Use this tool after completing Workflow Step 3 and before full training (Workflow Step 4). The workflow shows where LR Finder fits; this page highlights how to interpret results and when to tweak options.

Why Run It?¶

Quickly identify a safe learning-rate window for a new dataset/model.
Avoid repeated manual sweeps across magnitudes (1e-4 → 1e-2 → ...).
Catch obviously unstable configurations before long training runs.

A single command launches the scan:

ml-lr-finder --config configs/my_dataset_config.yaml

The command writes a plot and JSON under runs/lr_finder_<timestamp>/ and prints a suggested LR.

Reading the Plot¶

Steep descent region → best learning-rate range.
Flat left side → LR too small, training will be slow.
Sharp spike upwards → LR too large, loss diverging (stop uses --diverge_threshold).
Pick a value slightly before the curve turns upward; applying ~½ to 1× the suggested LR is usually stable.

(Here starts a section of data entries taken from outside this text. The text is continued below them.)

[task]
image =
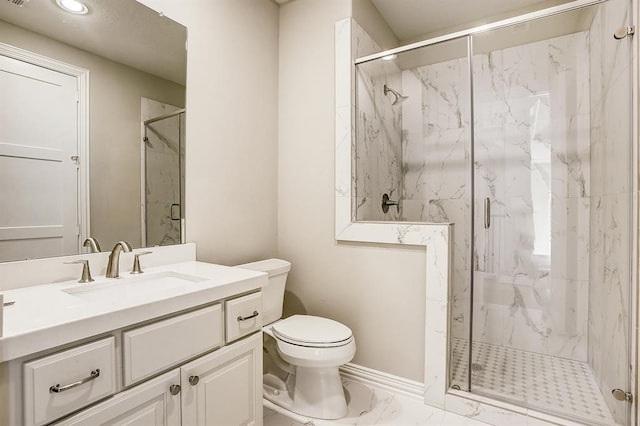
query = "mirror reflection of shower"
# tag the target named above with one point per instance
(399, 97)
(163, 178)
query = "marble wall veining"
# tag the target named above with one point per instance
(611, 197)
(532, 162)
(378, 150)
(162, 171)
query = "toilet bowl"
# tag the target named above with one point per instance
(303, 353)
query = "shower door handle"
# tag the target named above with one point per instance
(487, 213)
(175, 212)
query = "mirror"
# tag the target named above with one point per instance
(136, 63)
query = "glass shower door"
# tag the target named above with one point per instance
(552, 201)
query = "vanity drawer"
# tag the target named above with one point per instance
(67, 381)
(153, 348)
(244, 315)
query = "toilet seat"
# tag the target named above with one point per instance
(311, 331)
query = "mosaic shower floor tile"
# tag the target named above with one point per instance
(536, 381)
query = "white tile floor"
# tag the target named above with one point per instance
(371, 406)
(536, 381)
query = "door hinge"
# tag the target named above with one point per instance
(621, 395)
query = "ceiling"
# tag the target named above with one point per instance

Update your config or call ml-train ... --lr <value> accordingly.

Useful Flags¶

Flag	Default	Use it when
`--start_lr`	`1e-7`	Your model tolerates larger minimum LRs
`--end_lr`	`1`	Smaller models require a lower upper bound
`--num_iter`	`100`	Increase for smoother curves, decrease for speed
`--beta`	`0.98`	Controls loss smoothing; lower for noisier data
`--diverge_threshold`	`4.0`	Set lower to stop earlier on sensitive models
`--fold`	current fold	Align finder with the fold you will train

Example:

ml-lr-finder --config configs/my_dataset_config.yaml   --start_lr 1e-6 --end_lr 5e-2 --num_iter 150 --diverge_threshold 3.0

Tips & Troubleshooting¶

Suggestion looks too high → use 0.1× the suggested LR or tighten --diverge_threshold.
Curve noisy → increase --num_iter or reduce --beta so smoothing reacts faster.
Finder crashes with OOM → lower --batch_size temporarily or run on CPU.
Different folds behave differently → rerun finder per fold when datasets are imbalanced.

If you already have an LR from a previous run, you can skip the finder and proceed directly to training.